Festival 2010 NL

Poet

Jalal Hakmaoui 1965-...

country: Morocco
language: Arabic
was born in Casablanca and is a leading representative of the new generation of poets in Morocco. He made his debut in 1997. He is founder and editor of the review Israf.

The Moroccan poet Jalal El-Hakmaoui was born in Casablanca in 1965. He studied French and translation theory and now lives and works in Rabat, where he teaches translation theory.
El-Hakmaoui is a poet and a translator. His own translation work mainly concerns poetry (Allen Ginsberg, Gregory Corso, Edmond Jabès, Ana Luísa Amaral, Nino Judice, Donatella Bisutti, Claudio Pozzani, Abdel-Ilah Salhi, and others). He currently works on an Arabic anthology of French-language poetry from Belgium and one of modern Dutch poetry. He also compiles anthologies of Moroccan poetry in French. For the Moroccan Writers’ Union he handles international relations.
In 1997 he published a poetry collection, Shahâdat ‘Uzûba (Certificate of Celibacy).

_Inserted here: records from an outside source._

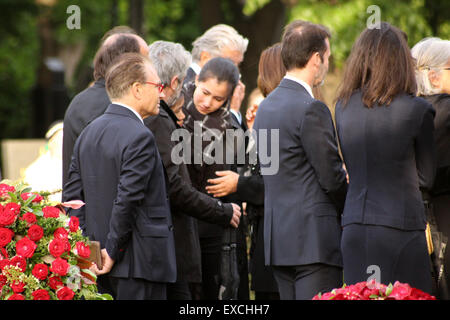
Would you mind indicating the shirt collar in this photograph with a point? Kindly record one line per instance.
(300, 81)
(196, 68)
(237, 114)
(129, 108)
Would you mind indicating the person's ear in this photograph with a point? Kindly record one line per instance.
(136, 90)
(196, 80)
(174, 83)
(204, 57)
(434, 78)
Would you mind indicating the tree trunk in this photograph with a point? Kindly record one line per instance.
(262, 29)
(135, 15)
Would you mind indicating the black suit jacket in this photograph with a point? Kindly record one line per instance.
(186, 202)
(117, 171)
(441, 104)
(250, 186)
(304, 197)
(389, 155)
(84, 108)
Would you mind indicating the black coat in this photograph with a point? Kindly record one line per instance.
(304, 195)
(117, 171)
(389, 155)
(84, 108)
(186, 202)
(441, 104)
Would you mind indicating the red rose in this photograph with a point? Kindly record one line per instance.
(3, 281)
(65, 293)
(19, 262)
(4, 189)
(74, 223)
(3, 253)
(51, 212)
(400, 291)
(40, 271)
(4, 263)
(5, 236)
(61, 233)
(29, 217)
(35, 233)
(57, 247)
(55, 283)
(83, 250)
(60, 267)
(7, 217)
(17, 286)
(41, 294)
(26, 195)
(67, 246)
(25, 248)
(13, 207)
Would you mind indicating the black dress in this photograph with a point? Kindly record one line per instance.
(440, 193)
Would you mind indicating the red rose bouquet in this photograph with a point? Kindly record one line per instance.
(43, 254)
(372, 290)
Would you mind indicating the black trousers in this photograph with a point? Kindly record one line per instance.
(178, 291)
(305, 281)
(397, 255)
(137, 289)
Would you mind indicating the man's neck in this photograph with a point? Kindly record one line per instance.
(127, 104)
(302, 74)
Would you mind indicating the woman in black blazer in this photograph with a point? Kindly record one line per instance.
(386, 138)
(432, 57)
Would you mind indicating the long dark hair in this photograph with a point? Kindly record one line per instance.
(380, 65)
(271, 69)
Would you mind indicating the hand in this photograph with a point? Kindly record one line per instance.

El-Hakmaoui’s poems contain striking combinations of disparate elements. For instance, the Arabic text is occasionally enlivened with French words and the usual suspects of Western culture, Don Juan and Botticelli, are made to feature in the same poem with such Arab writers as Manfaluti and Nazik al-Malaika. The dreamy eyes of a little shepherdess with an Oriental smile are about as distant from the world as the sixtieth floor of a skyscraper mentioned a little later. Whereas quite a few names are bandied about in the longer poems, for this festival El-Hakmaoui has included some epigrammes in which no names are dropped whatsoever. They do confirm, however, that El-Hakmaoui is a versatile poet.